弟に笑いかけ、少女はやおら、自分の靴を脱いだ。


「でもジーク。1つだけ覚えておいて。ラグナロク税について、間違っちゃだめよ。これは、神から逃げるために払ってるのではない」


彼女は靴を――。


たった一足しかもっていない、生活の必需品を、ズタ袋に乗せる。


「いつか我ら人間が、私たちを見下した神を倒すために払うお金。
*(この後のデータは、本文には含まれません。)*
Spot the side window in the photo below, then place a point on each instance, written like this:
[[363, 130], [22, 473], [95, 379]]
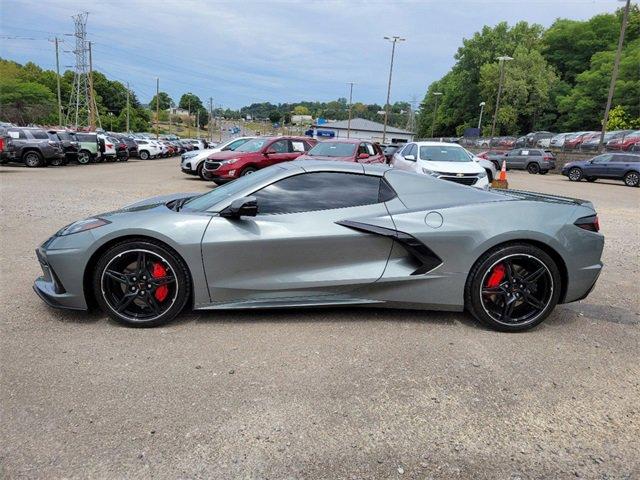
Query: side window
[[281, 146], [318, 191], [297, 146]]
〝ラグナロク(神の時代の終末)″を迎えるための、私たちの勝利の税よっ!」


「神を倒す……」


怯えた少年の瞳に、映った物。


姉の姿とそして、彼女の力強い眼光。


それを忘れることはない。


勇者の目を。


誇り高き、反攻者の眼を。








「でね……。世界は神のご加護にあふれ、マナが漂っているから、それを探ってぇ――」


「へぇ……」


ジキムートは天を仰ぐ。


薄暗い天井。


あれからいろいろ、考えていた。


(なんとなく最後――。イーズと別れる瞬間を思い出してきたぞ。)


彼は、最後の瞬間を思い出す。


あの後ジキムートは、どこかに飛ばされたのだろう事。


それは想像に難くない。


(気絶しちまって、でかい鳥モンスターにでもひっ捕まって、途中で振り落とされたかね?)


上機嫌に話し続けるケヴィンを見やり、ジキムートが笑みを送る。


ジキムートは、自分の無学さを恥ずかし気もなく語り、ケヴィンに教えを乞うていた。


そしてケヴィンは親切にも、ジキムートに色々な事を語り、教えてくれている訳だ。